Generally, kibbles are safe for your Shiba, provided he doesn’t have food allergies. Even then, there are so many different formulas with so many different primary and secondary ingredients that it shouldn’t be too difficult to find kibbles your dog can enjoy.
This also depends on your dog’s preferences. Some dogs prefer canned food, some prefer raw, and some like dry food. The only rule is that you shouldn’t mix kibbles with raw food within a few hours of each other.
Is a raw diet safe for puppies?
Even though raw food can have a positive impact on your Shiba, it can also have some drawbacks. First and most serious among them is a higher risk of serious bacterial infections such as salmonella or Escherichia coli.

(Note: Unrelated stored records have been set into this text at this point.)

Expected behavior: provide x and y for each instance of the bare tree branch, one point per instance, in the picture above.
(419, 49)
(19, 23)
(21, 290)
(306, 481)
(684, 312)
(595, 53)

It can also lead to a condition called hypervitaminosis A, where the amounts of vitamin A, usually positive, can become toxic. Puppies should generally be even more sensitive to those conditions, so if you decide to feed them raw food, you should proceed with caution.
What is the best treat brand?
Zuke’s Mini Naturals are our recommendation among training treats. They come in a variety of flavors, so it should be simple to find something your pup will enjoy.
Shiba Inus are a curious and energetic breed. They can be independent and headstrong, and they may not be the best choice for a family dog, but they are intelligent and can be trained to a high degree. They can be perfect companions for singles or families with older children.
Generally, they are a healthy breed, even though they may develop some problems with their eyes or bones. It is for that reason they need high-quality food to remain healthy, happy, and energetic pups throughout their lives.
And, after reading this guide, you should have all the information you need to take better care of your Shiba Inu.